In a report published Wednesday in the journal Science Translational Medicine, researchers at Johns Hopkins University acknowledged that in these early trials, which used pigs’ intestines, the STAR system performed its task more slowly than an experienced surgeon typically would. But in practice, they said, that will change.
“We can run the robot really, really fast,” said study co-author Ryan Decker, a senior engineer in the Children’s National Health System’s Shiekh Zayed Institute for Paediatric Surgical Intervention. “But in this study, we really focused on… the outcomes, so we didn’t run it as fast as we could.”
The developers of the STAR system said it could be ready for use in ORs in two to three years if they can find commercial partners capable of shepherding the technology through the Food and Drug Administration (FDA) and onto the surgical market. That path would be eased, they said, by the fact that some version of virtually all the system’s component technologies are already in broad medical use, and have, therefore, come before the FDA before.
The use of robotics as an aid to surgeons got its start in 1985, when a robot called the Puma 560 was used to sink a needle into a brain to perform a biopsy. Despite concerns about the high cost of robotic surgical aids and their uneven record of improving patients’ outcomes, their use has exploded in recent years. Robotic surgical systems such as the da Vinci are now widely used to perform colorectal, abdominal and gynaecological surgeries and to remove cancerous prostate glands.
In a key respect, though, the STAR system represents a significant step beyond existing surgical robots.
“In current robotic surgery, it’s basically still a surgeon doing an operation: He’s just using what we call a robot,” said Dr Jason D. Wright, chief of gynaecologic oncology at Columbia University’s College of Physicians and Surgeons. Under a surgeon’s direct gaze, and often mimicking the movement of a surgeon’s hands, current robotic surgical systems perform a range of surgical tasks.
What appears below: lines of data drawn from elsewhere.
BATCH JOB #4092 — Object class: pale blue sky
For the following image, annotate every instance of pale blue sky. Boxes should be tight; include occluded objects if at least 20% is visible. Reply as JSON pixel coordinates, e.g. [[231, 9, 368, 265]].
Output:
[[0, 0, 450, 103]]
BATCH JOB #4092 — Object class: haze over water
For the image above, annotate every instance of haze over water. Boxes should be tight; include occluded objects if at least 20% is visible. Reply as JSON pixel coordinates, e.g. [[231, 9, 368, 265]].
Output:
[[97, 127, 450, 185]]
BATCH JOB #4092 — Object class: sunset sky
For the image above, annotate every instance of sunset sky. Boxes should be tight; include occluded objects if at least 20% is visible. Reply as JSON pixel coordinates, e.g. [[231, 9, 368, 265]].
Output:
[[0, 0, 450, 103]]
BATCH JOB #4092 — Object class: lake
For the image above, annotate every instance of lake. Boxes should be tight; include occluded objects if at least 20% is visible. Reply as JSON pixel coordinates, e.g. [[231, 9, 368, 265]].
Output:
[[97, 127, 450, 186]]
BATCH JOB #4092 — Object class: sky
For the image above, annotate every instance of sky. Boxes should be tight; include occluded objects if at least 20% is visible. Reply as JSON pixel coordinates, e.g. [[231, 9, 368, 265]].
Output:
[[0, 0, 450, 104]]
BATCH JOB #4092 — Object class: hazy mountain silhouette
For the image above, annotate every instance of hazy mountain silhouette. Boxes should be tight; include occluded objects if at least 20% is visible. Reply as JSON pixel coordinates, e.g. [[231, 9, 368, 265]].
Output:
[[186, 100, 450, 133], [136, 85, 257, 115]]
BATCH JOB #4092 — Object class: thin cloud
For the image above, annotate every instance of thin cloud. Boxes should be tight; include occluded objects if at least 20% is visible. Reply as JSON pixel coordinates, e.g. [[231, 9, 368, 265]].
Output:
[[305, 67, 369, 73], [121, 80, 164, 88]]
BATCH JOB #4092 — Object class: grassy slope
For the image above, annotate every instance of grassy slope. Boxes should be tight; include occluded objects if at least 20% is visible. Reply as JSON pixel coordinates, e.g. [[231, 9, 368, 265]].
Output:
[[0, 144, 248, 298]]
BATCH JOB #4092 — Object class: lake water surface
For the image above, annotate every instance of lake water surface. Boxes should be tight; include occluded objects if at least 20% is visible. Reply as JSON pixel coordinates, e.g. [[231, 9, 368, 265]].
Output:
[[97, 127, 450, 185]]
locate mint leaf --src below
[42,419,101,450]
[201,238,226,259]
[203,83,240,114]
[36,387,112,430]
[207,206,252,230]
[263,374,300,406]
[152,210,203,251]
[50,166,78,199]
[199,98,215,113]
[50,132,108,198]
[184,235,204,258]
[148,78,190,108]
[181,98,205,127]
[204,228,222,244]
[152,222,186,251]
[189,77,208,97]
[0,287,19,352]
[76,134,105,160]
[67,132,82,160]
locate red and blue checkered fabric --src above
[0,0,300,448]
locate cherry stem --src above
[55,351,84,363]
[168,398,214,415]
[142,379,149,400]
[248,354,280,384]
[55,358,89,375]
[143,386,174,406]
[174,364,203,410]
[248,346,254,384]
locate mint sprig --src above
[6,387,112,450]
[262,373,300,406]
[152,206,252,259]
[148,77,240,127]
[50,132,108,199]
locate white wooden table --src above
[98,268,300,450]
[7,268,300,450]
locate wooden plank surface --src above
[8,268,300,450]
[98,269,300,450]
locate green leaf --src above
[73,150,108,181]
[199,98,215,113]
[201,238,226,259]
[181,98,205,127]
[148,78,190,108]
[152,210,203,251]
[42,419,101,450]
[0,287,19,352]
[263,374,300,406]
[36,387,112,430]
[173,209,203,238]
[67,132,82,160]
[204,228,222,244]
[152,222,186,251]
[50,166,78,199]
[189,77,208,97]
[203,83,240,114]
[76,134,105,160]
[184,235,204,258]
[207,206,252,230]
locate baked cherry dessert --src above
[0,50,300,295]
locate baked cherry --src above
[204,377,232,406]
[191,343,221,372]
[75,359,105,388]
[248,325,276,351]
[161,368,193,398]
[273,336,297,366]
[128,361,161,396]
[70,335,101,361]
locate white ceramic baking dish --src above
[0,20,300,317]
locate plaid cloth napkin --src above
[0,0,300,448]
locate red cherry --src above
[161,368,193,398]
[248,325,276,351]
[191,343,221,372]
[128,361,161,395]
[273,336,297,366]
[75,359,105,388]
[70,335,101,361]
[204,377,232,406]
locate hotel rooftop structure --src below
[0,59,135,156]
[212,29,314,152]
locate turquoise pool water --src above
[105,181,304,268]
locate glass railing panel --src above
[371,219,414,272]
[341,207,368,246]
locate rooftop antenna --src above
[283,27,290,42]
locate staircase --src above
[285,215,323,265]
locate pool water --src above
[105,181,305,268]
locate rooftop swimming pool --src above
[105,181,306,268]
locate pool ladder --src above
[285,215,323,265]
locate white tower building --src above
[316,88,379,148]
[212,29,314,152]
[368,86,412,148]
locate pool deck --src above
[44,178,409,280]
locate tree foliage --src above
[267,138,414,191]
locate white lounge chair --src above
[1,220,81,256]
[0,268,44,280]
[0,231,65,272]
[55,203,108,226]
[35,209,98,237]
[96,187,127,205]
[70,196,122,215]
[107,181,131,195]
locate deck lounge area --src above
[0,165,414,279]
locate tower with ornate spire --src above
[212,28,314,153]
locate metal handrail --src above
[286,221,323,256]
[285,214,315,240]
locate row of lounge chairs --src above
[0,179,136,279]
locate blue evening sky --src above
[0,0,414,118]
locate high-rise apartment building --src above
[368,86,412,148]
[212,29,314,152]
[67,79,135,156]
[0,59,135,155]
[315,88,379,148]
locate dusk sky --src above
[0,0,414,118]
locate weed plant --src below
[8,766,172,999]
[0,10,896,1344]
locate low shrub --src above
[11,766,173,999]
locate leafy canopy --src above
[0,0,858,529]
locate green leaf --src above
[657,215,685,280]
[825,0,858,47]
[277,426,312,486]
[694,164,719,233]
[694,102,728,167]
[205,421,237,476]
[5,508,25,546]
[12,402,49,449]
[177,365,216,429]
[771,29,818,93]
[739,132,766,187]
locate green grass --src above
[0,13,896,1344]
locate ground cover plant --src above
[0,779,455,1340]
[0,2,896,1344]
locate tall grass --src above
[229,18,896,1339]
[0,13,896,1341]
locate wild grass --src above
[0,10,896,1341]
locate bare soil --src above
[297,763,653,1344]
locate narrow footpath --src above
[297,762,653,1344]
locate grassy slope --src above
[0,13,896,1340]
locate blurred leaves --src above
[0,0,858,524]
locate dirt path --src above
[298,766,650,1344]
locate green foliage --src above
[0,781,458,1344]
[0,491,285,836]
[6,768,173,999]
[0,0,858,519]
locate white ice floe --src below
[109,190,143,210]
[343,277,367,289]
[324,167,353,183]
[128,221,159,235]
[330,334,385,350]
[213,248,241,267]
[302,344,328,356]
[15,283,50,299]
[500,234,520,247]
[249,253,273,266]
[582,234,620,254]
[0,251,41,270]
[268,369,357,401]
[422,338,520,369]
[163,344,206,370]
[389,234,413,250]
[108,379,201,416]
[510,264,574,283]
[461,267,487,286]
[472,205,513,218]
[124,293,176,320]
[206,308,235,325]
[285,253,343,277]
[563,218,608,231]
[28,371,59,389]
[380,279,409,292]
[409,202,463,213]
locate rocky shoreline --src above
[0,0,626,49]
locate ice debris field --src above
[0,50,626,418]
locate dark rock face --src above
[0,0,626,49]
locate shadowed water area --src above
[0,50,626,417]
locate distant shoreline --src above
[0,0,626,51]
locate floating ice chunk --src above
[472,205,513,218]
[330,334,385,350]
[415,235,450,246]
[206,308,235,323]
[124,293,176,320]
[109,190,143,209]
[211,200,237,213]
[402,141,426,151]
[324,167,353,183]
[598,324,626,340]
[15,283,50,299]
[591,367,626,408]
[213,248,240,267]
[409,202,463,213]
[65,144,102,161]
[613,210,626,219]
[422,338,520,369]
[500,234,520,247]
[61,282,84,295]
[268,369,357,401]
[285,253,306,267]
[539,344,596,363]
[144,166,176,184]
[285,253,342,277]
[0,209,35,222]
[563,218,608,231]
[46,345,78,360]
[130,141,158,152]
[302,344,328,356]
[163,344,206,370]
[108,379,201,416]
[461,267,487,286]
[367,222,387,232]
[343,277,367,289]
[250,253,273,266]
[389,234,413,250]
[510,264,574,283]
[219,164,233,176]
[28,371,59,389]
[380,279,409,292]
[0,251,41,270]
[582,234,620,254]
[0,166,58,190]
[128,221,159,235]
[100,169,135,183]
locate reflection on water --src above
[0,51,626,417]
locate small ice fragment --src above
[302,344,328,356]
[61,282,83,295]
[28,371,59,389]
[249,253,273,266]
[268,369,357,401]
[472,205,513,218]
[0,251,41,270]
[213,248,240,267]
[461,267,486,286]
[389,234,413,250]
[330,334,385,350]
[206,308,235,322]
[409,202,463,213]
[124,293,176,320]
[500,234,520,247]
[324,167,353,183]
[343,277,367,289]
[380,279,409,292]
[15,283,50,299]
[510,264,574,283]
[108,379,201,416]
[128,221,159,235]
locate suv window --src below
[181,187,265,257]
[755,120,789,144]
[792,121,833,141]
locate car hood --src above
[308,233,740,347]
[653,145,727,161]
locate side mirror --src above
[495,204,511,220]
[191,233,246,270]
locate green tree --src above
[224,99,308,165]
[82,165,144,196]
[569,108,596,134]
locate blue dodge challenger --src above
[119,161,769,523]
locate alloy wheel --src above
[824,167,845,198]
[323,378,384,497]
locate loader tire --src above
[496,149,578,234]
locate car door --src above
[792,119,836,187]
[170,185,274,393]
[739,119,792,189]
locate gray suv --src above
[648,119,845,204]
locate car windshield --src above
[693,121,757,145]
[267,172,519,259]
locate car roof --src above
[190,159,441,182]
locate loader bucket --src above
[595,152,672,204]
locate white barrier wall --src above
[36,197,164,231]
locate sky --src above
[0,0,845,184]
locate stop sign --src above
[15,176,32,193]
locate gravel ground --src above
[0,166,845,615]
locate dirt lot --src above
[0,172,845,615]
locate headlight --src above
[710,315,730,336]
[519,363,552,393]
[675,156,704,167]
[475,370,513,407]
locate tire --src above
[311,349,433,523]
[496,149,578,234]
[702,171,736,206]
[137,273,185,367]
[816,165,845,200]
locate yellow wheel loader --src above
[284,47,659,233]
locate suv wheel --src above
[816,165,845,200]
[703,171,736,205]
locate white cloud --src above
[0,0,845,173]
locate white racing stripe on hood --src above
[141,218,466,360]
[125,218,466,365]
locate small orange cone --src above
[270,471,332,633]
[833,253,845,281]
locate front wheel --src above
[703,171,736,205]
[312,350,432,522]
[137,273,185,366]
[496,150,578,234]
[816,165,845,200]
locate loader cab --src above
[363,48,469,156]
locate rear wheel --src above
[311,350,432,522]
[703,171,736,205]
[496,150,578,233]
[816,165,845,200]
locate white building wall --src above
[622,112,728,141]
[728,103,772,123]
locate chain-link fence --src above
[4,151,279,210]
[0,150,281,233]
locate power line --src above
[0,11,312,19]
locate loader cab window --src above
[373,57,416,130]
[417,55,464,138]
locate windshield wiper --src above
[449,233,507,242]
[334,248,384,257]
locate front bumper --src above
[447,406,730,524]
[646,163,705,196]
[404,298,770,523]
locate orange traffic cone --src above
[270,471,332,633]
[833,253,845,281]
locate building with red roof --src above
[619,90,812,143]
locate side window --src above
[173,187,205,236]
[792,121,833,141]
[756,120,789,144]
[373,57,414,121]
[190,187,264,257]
“It’s like a surgical assistant,” said Wright, who was not involved with the newly published research.
By contrast, said Wright, “this is actually an autonomously functioning robotic surgery… that’s quite a different system”.
As described by the paper’s authors, “inspired by the best human surgical practices, a computer programme generates a plan to complete complex surgical tasks on deformable soft tissue”. Then — given a surgeon’s go-ahead — the STAR system carries out that plan using an autonomous suturing algorithm and sensors that include night-vision and infrared sensing technology.
“The mode we’re operating under is supervised autonomy,” said co-author Axel Krieger of Hopkins’ paediatric surgical innovation programme. “The surgeon is overseeing and has the opportunity at any time to stop the robot and take over.” At a moment when tissue is being pierced or a delicate transition is imminent, he said, “I’m sure they wouldn’t be comfortable going off and taking a coffee break.”
But for painstaking and error-prone processes such as suturing long stretches or hard-to-reach recesses, the limits of human patience and dexterity have probably already been reached, said Krieger. “You can imagine that machines will do better,” he said.